7/03/2005 03:06:00 PM  
Blogger Doug said...

"The officials cited reports from the region that the helicopter struck or landed badly on the side of a mountain then went down into the ravine, suggesting little hope of survival."

7/03/2005 03:11:00 PM  
Blogger Doug said...

"On May 31, U.S.-led coalition soldiers gave the 8,000-strong NATO force responsibility for security in much of western Afghanistan. The International Security Assistance Force, currently under NATO command, already maintains security in the capital, Kabul, and other parts of the nation.
The transfer of authority was intended to free up troops in the 18,000-soldier U.S.-led coalition to concentrate on hunting al-Qaida and Taliban holdouts in the south and east of the country."

7/03/2005 03:15:00 PM  
Blogger Doug said...

"The Green Zone"
Caller in Minneapolis:
A local Iraqi that has made several trips, and always comes back with glowing reports of progress, but all you see on the evening news is video of car bombs, over and over and over.

Host:
That's the only video they have, they never leave,
The Green Zone!

7/03/2005 03:26:00 PM  
Blogger buddy larsen said...

23 of 26 ain't bad!

7/03/2005 03:47:00 PM  
Blogger Unknown said...

Doug, use the link bellow to view the comments. You'll see the full address for that jpeg there.

http://fallbackbelmont.blogspot.com/2005/07/missing-recon-team.html#comments

Also, the video I referred to earlier was taken from inside a chopper. It's not the same footage CNN has posted, but I think it's close enough. The one that reads: "U.S. forces secure crash site"

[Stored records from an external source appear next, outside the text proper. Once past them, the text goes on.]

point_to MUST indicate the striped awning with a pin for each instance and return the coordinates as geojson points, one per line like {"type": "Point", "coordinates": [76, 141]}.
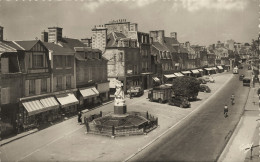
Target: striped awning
{"type": "Point", "coordinates": [178, 74]}
{"type": "Point", "coordinates": [89, 92]}
{"type": "Point", "coordinates": [33, 107]}
{"type": "Point", "coordinates": [156, 79]}
{"type": "Point", "coordinates": [49, 103]}
{"type": "Point", "coordinates": [185, 72]}
{"type": "Point", "coordinates": [195, 71]}
{"type": "Point", "coordinates": [170, 76]}
{"type": "Point", "coordinates": [220, 67]}
{"type": "Point", "coordinates": [67, 99]}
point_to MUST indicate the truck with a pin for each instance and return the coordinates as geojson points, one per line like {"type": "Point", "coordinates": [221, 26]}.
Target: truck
{"type": "Point", "coordinates": [160, 94]}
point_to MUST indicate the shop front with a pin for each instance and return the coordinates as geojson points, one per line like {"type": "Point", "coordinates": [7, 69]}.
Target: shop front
{"type": "Point", "coordinates": [68, 103]}
{"type": "Point", "coordinates": [38, 111]}
{"type": "Point", "coordinates": [103, 89]}
{"type": "Point", "coordinates": [220, 69]}
{"type": "Point", "coordinates": [88, 97]}
{"type": "Point", "coordinates": [196, 73]}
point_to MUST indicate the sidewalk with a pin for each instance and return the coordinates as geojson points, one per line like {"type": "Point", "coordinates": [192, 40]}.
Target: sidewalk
{"type": "Point", "coordinates": [245, 133]}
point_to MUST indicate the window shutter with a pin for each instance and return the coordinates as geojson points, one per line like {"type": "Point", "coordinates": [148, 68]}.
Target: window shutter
{"type": "Point", "coordinates": [5, 65]}
{"type": "Point", "coordinates": [26, 89]}
{"type": "Point", "coordinates": [38, 86]}
{"type": "Point", "coordinates": [54, 83]}
{"type": "Point", "coordinates": [73, 85]}
{"type": "Point", "coordinates": [63, 82]}
{"type": "Point", "coordinates": [48, 85]}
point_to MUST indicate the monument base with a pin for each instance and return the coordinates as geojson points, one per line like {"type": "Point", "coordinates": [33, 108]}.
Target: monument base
{"type": "Point", "coordinates": [119, 109]}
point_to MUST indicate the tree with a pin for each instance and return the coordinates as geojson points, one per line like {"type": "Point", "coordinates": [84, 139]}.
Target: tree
{"type": "Point", "coordinates": [186, 86]}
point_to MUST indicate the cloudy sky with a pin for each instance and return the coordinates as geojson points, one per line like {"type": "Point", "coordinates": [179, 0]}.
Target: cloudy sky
{"type": "Point", "coordinates": [199, 21]}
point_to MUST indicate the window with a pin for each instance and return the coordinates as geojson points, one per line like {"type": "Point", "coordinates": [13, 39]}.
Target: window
{"type": "Point", "coordinates": [68, 82]}
{"type": "Point", "coordinates": [59, 83]}
{"type": "Point", "coordinates": [38, 60]}
{"type": "Point", "coordinates": [31, 86]}
{"type": "Point", "coordinates": [44, 85]}
{"type": "Point", "coordinates": [58, 61]}
{"type": "Point", "coordinates": [68, 61]}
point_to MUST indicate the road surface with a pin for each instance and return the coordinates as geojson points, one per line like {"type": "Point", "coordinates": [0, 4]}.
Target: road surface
{"type": "Point", "coordinates": [205, 134]}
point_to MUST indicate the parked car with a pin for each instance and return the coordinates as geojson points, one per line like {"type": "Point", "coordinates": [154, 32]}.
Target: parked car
{"type": "Point", "coordinates": [179, 101]}
{"type": "Point", "coordinates": [246, 82]}
{"type": "Point", "coordinates": [209, 79]}
{"type": "Point", "coordinates": [241, 77]}
{"type": "Point", "coordinates": [202, 81]}
{"type": "Point", "coordinates": [161, 93]}
{"type": "Point", "coordinates": [135, 91]}
{"type": "Point", "coordinates": [205, 88]}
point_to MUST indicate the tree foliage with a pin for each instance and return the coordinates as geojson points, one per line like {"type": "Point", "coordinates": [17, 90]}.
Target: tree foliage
{"type": "Point", "coordinates": [186, 86]}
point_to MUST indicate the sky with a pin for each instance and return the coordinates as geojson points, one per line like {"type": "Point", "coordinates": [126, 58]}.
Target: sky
{"type": "Point", "coordinates": [202, 22]}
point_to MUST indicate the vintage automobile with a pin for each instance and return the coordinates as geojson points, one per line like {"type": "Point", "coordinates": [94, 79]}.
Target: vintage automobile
{"type": "Point", "coordinates": [179, 101]}
{"type": "Point", "coordinates": [241, 77]}
{"type": "Point", "coordinates": [246, 82]}
{"type": "Point", "coordinates": [135, 91]}
{"type": "Point", "coordinates": [205, 88]}
{"type": "Point", "coordinates": [161, 93]}
{"type": "Point", "coordinates": [201, 80]}
{"type": "Point", "coordinates": [209, 79]}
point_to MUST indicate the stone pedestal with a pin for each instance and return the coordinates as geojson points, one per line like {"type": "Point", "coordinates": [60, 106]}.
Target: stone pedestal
{"type": "Point", "coordinates": [119, 109]}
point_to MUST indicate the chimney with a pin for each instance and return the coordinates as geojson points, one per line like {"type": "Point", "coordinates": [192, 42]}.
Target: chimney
{"type": "Point", "coordinates": [44, 36]}
{"type": "Point", "coordinates": [54, 34]}
{"type": "Point", "coordinates": [173, 35]}
{"type": "Point", "coordinates": [187, 44]}
{"type": "Point", "coordinates": [1, 33]}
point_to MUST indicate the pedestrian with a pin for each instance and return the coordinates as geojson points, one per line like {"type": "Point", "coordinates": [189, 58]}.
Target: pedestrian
{"type": "Point", "coordinates": [79, 117]}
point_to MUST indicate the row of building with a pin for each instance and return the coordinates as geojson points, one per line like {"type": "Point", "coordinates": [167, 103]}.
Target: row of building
{"type": "Point", "coordinates": [42, 80]}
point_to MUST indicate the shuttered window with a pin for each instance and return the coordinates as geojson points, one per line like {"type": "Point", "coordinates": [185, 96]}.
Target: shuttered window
{"type": "Point", "coordinates": [31, 87]}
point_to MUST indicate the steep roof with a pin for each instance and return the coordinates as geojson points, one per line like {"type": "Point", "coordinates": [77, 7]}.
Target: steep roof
{"type": "Point", "coordinates": [71, 43]}
{"type": "Point", "coordinates": [27, 45]}
{"type": "Point", "coordinates": [58, 50]}
{"type": "Point", "coordinates": [160, 46]}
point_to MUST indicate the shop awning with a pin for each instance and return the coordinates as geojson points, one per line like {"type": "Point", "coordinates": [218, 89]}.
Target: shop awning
{"type": "Point", "coordinates": [49, 103]}
{"type": "Point", "coordinates": [33, 107]}
{"type": "Point", "coordinates": [170, 76]}
{"type": "Point", "coordinates": [156, 79]}
{"type": "Point", "coordinates": [208, 69]}
{"type": "Point", "coordinates": [185, 72]}
{"type": "Point", "coordinates": [220, 67]}
{"type": "Point", "coordinates": [195, 71]}
{"type": "Point", "coordinates": [178, 74]}
{"type": "Point", "coordinates": [67, 99]}
{"type": "Point", "coordinates": [89, 92]}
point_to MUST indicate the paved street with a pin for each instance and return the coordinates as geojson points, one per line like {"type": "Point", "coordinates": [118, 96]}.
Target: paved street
{"type": "Point", "coordinates": [205, 134]}
{"type": "Point", "coordinates": [67, 141]}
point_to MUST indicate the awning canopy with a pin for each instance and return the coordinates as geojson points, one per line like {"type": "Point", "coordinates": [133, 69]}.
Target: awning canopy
{"type": "Point", "coordinates": [170, 76]}
{"type": "Point", "coordinates": [220, 67]}
{"type": "Point", "coordinates": [156, 79]}
{"type": "Point", "coordinates": [89, 92]}
{"type": "Point", "coordinates": [195, 71]}
{"type": "Point", "coordinates": [208, 69]}
{"type": "Point", "coordinates": [178, 74]}
{"type": "Point", "coordinates": [33, 107]}
{"type": "Point", "coordinates": [49, 103]}
{"type": "Point", "coordinates": [185, 72]}
{"type": "Point", "coordinates": [67, 99]}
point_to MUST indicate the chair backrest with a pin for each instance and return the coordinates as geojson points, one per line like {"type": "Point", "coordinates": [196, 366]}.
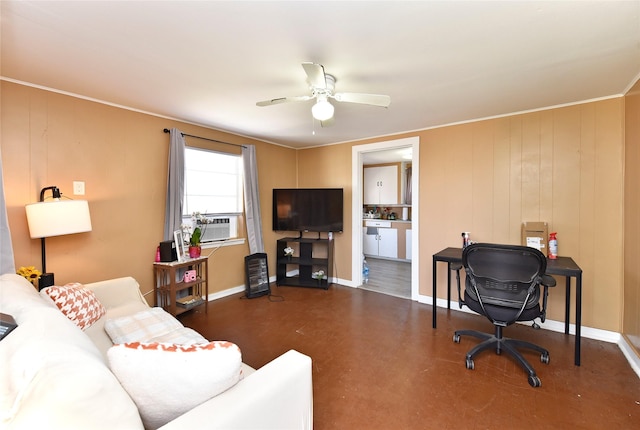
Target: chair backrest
{"type": "Point", "coordinates": [504, 275]}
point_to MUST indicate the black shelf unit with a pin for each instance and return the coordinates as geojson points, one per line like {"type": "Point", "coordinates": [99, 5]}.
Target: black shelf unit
{"type": "Point", "coordinates": [310, 256]}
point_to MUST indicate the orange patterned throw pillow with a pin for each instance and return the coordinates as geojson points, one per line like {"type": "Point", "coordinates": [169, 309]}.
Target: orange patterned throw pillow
{"type": "Point", "coordinates": [166, 380]}
{"type": "Point", "coordinates": [78, 303]}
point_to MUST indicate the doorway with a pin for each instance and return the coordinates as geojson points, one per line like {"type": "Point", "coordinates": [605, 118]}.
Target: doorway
{"type": "Point", "coordinates": [358, 155]}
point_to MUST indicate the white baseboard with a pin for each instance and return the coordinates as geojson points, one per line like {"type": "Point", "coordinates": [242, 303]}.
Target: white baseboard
{"type": "Point", "coordinates": [632, 357]}
{"type": "Point", "coordinates": [558, 326]}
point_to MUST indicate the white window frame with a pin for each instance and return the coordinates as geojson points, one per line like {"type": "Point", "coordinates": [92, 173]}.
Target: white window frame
{"type": "Point", "coordinates": [233, 177]}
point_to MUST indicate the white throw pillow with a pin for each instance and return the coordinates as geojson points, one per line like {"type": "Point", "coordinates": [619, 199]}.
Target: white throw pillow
{"type": "Point", "coordinates": [167, 380]}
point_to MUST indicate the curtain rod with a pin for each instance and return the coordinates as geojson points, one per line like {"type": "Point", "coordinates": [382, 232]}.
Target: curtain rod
{"type": "Point", "coordinates": [166, 130]}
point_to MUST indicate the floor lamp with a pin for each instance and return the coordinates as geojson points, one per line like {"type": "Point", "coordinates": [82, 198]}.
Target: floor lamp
{"type": "Point", "coordinates": [55, 217]}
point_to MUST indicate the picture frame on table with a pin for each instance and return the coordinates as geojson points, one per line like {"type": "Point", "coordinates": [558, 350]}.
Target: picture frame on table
{"type": "Point", "coordinates": [181, 250]}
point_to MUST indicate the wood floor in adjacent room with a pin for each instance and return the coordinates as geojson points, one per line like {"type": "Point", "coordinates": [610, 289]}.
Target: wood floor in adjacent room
{"type": "Point", "coordinates": [378, 364]}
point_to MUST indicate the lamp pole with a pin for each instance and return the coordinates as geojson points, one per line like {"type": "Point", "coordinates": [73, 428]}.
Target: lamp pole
{"type": "Point", "coordinates": [46, 279]}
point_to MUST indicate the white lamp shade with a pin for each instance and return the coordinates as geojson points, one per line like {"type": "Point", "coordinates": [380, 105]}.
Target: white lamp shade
{"type": "Point", "coordinates": [58, 217]}
{"type": "Point", "coordinates": [323, 110]}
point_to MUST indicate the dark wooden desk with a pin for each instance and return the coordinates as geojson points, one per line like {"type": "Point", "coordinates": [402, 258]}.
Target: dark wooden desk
{"type": "Point", "coordinates": [562, 266]}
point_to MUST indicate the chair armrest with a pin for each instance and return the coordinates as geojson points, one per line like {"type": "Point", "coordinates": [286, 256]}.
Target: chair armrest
{"type": "Point", "coordinates": [279, 395]}
{"type": "Point", "coordinates": [548, 281]}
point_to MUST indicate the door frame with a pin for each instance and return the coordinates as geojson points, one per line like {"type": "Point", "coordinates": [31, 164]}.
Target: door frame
{"type": "Point", "coordinates": [357, 202]}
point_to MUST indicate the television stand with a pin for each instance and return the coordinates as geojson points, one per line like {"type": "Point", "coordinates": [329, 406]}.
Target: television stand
{"type": "Point", "coordinates": [313, 259]}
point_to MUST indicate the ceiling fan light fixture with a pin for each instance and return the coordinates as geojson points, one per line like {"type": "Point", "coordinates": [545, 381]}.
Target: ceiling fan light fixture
{"type": "Point", "coordinates": [322, 110]}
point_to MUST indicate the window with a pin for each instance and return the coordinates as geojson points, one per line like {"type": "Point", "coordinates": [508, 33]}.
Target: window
{"type": "Point", "coordinates": [213, 189]}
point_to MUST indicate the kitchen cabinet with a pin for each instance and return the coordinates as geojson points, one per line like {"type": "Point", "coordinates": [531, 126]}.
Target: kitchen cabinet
{"type": "Point", "coordinates": [380, 185]}
{"type": "Point", "coordinates": [380, 243]}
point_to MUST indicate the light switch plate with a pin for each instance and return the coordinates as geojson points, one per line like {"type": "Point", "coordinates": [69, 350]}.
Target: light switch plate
{"type": "Point", "coordinates": [78, 188]}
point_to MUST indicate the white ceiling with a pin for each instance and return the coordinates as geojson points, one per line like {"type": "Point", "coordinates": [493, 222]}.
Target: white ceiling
{"type": "Point", "coordinates": [209, 62]}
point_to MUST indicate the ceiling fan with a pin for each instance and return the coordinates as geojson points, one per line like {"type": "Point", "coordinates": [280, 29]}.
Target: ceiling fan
{"type": "Point", "coordinates": [322, 87]}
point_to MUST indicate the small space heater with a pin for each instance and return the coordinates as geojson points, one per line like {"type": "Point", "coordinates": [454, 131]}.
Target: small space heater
{"type": "Point", "coordinates": [257, 275]}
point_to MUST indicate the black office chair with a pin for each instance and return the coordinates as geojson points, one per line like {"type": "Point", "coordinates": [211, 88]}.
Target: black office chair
{"type": "Point", "coordinates": [503, 283]}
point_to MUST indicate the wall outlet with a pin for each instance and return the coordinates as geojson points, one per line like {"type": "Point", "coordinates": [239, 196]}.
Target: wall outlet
{"type": "Point", "coordinates": [78, 188]}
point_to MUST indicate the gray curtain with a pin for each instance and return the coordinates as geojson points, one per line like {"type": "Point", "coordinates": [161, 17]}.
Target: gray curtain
{"type": "Point", "coordinates": [407, 192]}
{"type": "Point", "coordinates": [175, 184]}
{"type": "Point", "coordinates": [252, 199]}
{"type": "Point", "coordinates": [7, 264]}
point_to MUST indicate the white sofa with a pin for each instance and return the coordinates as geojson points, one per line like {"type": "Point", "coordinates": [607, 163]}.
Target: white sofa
{"type": "Point", "coordinates": [53, 375]}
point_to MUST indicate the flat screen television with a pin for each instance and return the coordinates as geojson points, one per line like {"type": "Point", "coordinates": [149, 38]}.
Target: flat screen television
{"type": "Point", "coordinates": [308, 209]}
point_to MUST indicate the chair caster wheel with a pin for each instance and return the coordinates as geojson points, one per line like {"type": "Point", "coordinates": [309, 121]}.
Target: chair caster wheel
{"type": "Point", "coordinates": [534, 381]}
{"type": "Point", "coordinates": [470, 364]}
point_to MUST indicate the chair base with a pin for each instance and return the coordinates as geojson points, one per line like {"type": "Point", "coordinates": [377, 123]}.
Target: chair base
{"type": "Point", "coordinates": [500, 344]}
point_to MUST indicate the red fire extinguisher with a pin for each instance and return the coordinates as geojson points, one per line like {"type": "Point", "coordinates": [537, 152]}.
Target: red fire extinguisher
{"type": "Point", "coordinates": [553, 246]}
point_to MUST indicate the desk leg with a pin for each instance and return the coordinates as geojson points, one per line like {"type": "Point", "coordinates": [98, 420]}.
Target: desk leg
{"type": "Point", "coordinates": [433, 293]}
{"type": "Point", "coordinates": [448, 285]}
{"type": "Point", "coordinates": [578, 317]}
{"type": "Point", "coordinates": [567, 304]}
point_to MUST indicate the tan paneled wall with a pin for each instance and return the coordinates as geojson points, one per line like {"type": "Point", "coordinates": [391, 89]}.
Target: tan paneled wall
{"type": "Point", "coordinates": [631, 323]}
{"type": "Point", "coordinates": [563, 166]}
{"type": "Point", "coordinates": [53, 139]}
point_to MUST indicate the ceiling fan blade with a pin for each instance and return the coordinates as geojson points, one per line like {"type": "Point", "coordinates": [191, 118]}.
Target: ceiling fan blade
{"type": "Point", "coordinates": [366, 99]}
{"type": "Point", "coordinates": [328, 122]}
{"type": "Point", "coordinates": [315, 73]}
{"type": "Point", "coordinates": [283, 100]}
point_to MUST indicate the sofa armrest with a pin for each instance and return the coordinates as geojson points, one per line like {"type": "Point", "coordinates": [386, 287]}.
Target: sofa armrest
{"type": "Point", "coordinates": [114, 293]}
{"type": "Point", "coordinates": [279, 395]}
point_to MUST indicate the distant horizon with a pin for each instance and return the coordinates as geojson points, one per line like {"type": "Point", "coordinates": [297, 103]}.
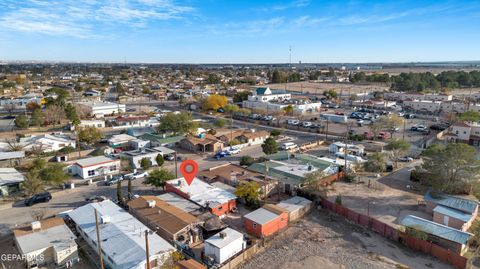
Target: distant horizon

javascript:cnnVideo('play','/video/world/2005/07/01/starr.afghan.chopper.cnn');

7/03/2005 03:52:00 PM  
Blogger Doug said...

Yeah, right Bud,
But,
Those other 3
,have only gained in intensity!tm

7/03/2005 04:44:00 PM  
Blogger Doug said...

Is the 'Rocket fallible?
AP story says list of 36,
still not bad,
except for that intensity thing.
I'll bet the other ones are feeling very intense.

7/03/2005 04:49:00 PM  
Blogger Doug said...

"The missing blond teenager has been Aruba-graibed to death."

7/03/2005 04:55:00 PM  
Blogger Doug said...

Mika,
I saw some much knarlier terraine in some phots, but can't find them.
Yours to me look like the foothills to the ones I saw in the background in some shots.
Maybe someday we'll find out for sure.
I just know I'm not, and never have been, special forces ready!

7/03/2005 05:05:00 PM  
Blogger Doug said...

Afghan Mountains.
There's one in your kind of terrain with the big steep boys in the background.

7/03/2005 05:12:00 PM  
Blogger buddy larsen said...

Doug, catch Conason & Beinart's huff-puffing about who gets to be a "journalist". Ha ha ha!

7/03/2005 05:32:00 PM  
Blogger Doug said...

Will do: Here's more huffing and puffing and drinking and...
Uusorg carries Egle Soll in his back to win Wife-Carrying World Championships...
. Uusorg's prizes were his partner's weight in beer and a high-tech mobile phone.
.
Did your ancestors do that too?

7/03/2005 06:03:00 PM  
Blogger Doug said...

Great link,
Morgan didn't used to be a real conservative, as I recall, but had a son in service.
The left is having a hard time dealing with the "new paradigm."